Dans le silence qui s’était fait, apaisant même le bruissement ailé des éventails, Mme Laforest s’était levée et j’aperçus près d’elle un jeune homme de trente ans, ni grand ni beau, portant les cheveux châtains coupés courts, la barbe en pointe, la moustache en croc, un monsieur pareil à tous les messieurs de son âge et de son monde. Il semblait à la fois ennuyé et timide. C’était Jacques Rambert, le compositeur.

— Ciel ! dis-je à Laurette. Il va nous jouer quelque simili-menuet, du Mozart en toc !
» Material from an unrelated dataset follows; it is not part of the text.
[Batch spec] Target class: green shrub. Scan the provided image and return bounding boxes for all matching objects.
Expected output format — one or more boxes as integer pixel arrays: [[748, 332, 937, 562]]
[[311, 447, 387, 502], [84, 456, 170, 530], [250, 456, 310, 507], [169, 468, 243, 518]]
— Pas très chic, le compositeur ! fit Laurette. Il ne porte pas souvent le frac, ça se voit.

— Pourquoi riez-vous ? dit Madeleine avec douceur. Il a peut-être beaucoup de talent, ce jeune homme. Moi, je le trouve assez gentil.

Mme Laforest avait déroulé un cahier de musique manuscrite qu’elle posa sur le piano. Rambert avait pris son violon. Mme Gannerault annonça :

— Scènes populaires. Le crépuscule des moissonneurs.

On écouta.

C’est le soir, en août. Le couchant rougit les meules. La neige d’or des nuages se fond dans un ciel verdissant. La terre, encore brûlante et craquelée, exhale une odeur vivante et la sauterelle, âme des blés, jette sa note grêle entre les chaumes. Les moissonneurs reviennent par les sentiers d’herbe et de pierres, entre les champs rasés. Et à pleine voix, à l’unisson, ils chantent une légende très naïve, très ancienne, qui monte dans la sérénité du soir.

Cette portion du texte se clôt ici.